Let me tell you a little story that has something to do with the genesis of this blog. In 2002, I moved to Baltimore and, as was the style at the time, got a print subscription to the local paper. The early ’00s Baltimore Sun had four glorious pages of comics every day, including relics that I had heard about but never seen — Mark Trail, Rex Morgan, Apartment 3-G, and, of course, Mary Worth. The last strip was in the midst of a plotline involving a cantankerous old cuss named Smitty Smedlap, and I came in the middle of a dinner he was having with Mary (and maybe Dr. Jeff too? can’t remember now) at the Bum Boat — a dinner that lasted weeks, and that seemed to me to be extremely awkward, and yet day after day it continued, with no reaction from the other characters indicating whether that was the intended reading. By the end of the dinner, I was hooked, and there’s pretty much a straight line from that joyful discovery to these words you’re reading today on the Internet.

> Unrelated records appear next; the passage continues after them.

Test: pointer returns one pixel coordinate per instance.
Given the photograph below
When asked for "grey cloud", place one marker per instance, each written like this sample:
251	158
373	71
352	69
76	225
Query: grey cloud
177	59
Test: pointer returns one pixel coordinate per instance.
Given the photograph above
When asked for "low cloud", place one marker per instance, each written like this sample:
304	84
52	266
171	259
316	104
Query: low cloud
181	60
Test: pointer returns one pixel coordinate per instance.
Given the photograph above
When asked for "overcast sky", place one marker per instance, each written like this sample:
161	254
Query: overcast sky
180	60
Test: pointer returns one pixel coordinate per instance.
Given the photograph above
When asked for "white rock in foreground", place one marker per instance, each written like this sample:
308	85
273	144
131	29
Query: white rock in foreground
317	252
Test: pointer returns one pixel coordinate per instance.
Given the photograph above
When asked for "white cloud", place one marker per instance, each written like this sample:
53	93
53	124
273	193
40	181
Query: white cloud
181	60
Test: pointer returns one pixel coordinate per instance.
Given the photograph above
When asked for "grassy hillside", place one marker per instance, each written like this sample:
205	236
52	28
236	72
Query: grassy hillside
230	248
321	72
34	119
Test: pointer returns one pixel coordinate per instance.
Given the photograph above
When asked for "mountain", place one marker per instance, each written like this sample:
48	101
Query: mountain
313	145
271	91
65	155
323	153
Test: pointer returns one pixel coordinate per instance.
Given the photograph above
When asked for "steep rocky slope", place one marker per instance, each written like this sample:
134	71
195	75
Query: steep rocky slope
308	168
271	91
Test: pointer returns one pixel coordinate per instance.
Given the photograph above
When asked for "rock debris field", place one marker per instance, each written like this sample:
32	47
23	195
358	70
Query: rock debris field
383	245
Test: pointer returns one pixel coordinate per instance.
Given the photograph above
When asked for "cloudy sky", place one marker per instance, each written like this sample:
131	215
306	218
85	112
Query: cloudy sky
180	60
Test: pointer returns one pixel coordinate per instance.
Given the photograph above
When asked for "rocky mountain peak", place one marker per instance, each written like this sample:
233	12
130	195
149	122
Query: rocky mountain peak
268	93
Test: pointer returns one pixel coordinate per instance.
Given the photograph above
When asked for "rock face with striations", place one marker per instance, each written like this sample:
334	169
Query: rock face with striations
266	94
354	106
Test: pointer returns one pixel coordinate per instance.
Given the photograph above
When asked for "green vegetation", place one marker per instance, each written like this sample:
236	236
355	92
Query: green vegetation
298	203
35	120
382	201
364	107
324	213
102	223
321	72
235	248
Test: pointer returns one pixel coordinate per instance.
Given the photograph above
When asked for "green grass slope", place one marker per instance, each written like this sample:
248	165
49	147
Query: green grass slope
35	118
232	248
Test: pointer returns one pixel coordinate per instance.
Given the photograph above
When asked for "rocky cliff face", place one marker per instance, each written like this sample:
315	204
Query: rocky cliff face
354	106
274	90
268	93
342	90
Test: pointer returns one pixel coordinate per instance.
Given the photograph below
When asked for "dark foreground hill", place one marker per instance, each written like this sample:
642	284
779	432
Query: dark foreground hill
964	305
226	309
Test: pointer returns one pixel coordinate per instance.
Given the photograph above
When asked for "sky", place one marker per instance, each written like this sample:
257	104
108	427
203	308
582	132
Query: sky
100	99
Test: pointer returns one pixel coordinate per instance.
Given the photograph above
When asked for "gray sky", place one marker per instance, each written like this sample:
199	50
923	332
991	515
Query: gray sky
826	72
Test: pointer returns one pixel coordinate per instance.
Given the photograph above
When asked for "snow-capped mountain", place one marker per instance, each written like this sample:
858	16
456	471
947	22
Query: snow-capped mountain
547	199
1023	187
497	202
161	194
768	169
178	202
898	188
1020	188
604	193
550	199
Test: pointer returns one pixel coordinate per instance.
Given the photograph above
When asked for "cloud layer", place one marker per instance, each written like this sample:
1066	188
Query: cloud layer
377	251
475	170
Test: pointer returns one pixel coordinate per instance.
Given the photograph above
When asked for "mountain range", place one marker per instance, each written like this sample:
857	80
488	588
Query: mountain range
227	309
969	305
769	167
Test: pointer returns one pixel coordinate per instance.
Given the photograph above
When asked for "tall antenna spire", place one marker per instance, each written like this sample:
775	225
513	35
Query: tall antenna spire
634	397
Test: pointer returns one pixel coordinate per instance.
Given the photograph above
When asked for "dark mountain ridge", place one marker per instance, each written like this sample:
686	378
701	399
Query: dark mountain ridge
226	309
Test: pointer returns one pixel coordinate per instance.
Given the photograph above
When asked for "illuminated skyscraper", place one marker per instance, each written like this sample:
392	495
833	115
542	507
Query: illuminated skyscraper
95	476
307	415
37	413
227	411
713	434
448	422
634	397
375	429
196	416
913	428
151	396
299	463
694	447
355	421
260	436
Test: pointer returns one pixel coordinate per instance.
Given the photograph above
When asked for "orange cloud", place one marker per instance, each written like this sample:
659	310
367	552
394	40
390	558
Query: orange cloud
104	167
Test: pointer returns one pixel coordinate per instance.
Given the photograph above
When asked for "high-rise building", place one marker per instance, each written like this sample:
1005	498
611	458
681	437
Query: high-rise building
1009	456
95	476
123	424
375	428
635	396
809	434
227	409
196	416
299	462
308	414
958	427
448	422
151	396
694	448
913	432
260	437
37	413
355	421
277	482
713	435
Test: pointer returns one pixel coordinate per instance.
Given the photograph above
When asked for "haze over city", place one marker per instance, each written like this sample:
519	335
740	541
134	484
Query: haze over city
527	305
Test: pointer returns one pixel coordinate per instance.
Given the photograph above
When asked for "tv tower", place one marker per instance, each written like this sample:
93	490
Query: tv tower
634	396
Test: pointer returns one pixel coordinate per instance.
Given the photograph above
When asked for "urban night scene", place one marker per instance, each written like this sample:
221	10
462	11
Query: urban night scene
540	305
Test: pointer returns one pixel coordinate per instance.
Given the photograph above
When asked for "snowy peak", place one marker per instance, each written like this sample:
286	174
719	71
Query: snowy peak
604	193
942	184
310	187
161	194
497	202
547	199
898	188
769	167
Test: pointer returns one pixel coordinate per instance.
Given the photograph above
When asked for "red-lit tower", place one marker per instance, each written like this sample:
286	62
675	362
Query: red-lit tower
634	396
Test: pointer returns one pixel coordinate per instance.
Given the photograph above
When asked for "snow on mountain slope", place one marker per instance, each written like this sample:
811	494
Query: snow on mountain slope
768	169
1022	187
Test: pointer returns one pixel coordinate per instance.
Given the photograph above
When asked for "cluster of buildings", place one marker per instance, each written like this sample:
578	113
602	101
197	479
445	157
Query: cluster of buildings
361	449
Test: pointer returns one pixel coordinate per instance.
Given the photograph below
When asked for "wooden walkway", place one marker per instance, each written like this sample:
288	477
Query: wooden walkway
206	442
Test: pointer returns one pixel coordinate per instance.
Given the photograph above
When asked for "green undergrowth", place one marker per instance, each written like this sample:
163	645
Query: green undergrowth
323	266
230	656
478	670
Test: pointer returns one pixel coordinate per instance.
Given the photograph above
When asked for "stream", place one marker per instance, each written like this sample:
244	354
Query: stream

I bring this up only because this awkward dinner in Gasoline Alley seems to me a a pale shadow of the depth of awkwardness that Mary Worth is capable of. Still, you have to kind of respect the strip for its current metahumorous gambit, in which we have a character whose sole identifying characteristic is that he tells bad jokes, and yet each day his unfunny gags are presented as the strip’s punchlines. Still, a little of this goes a long way, and it’s already gone quite far enough.

Luann, 4/12/11

Like all artistic geniuses do eventually, Gunther has left behind conventional notions of what his chosen medium should do and has gone full-on into his experimental phase, just in time for Luann to be the most avant-garde contestant in Tiffany’s sham beauty contest. I like the fact that Luann begins the strip screaming in horror/aesthetic confusion, but by the time her parents arrive on the scene has settled into a state of droopy-eyed ennui. For is there anything more truly banal than a new artist’s first heavy-handed attempt to shock bourgeois sensibilities?

Crock, 4/12/11

I don’t think I’ve ever met this bugilist before, but since he’s a character in Crock I assume he has an entire backstory established over the course of the strip’s 109-year run, which is now mostly forgotten by everybody but can still be glimpsed in some of his characteristics. For instance, that round red blob on his head: is it supposed to be a beret (indicating that he’s a jazz-trumpeting hepcat) or a turban (indicating that he’s a cobra-charming fakir)? Fortunately, this is Crock, so we can move on with our lives safe in the knowledge that this character will not reappear for decades and we’ll never really have to worry about it again.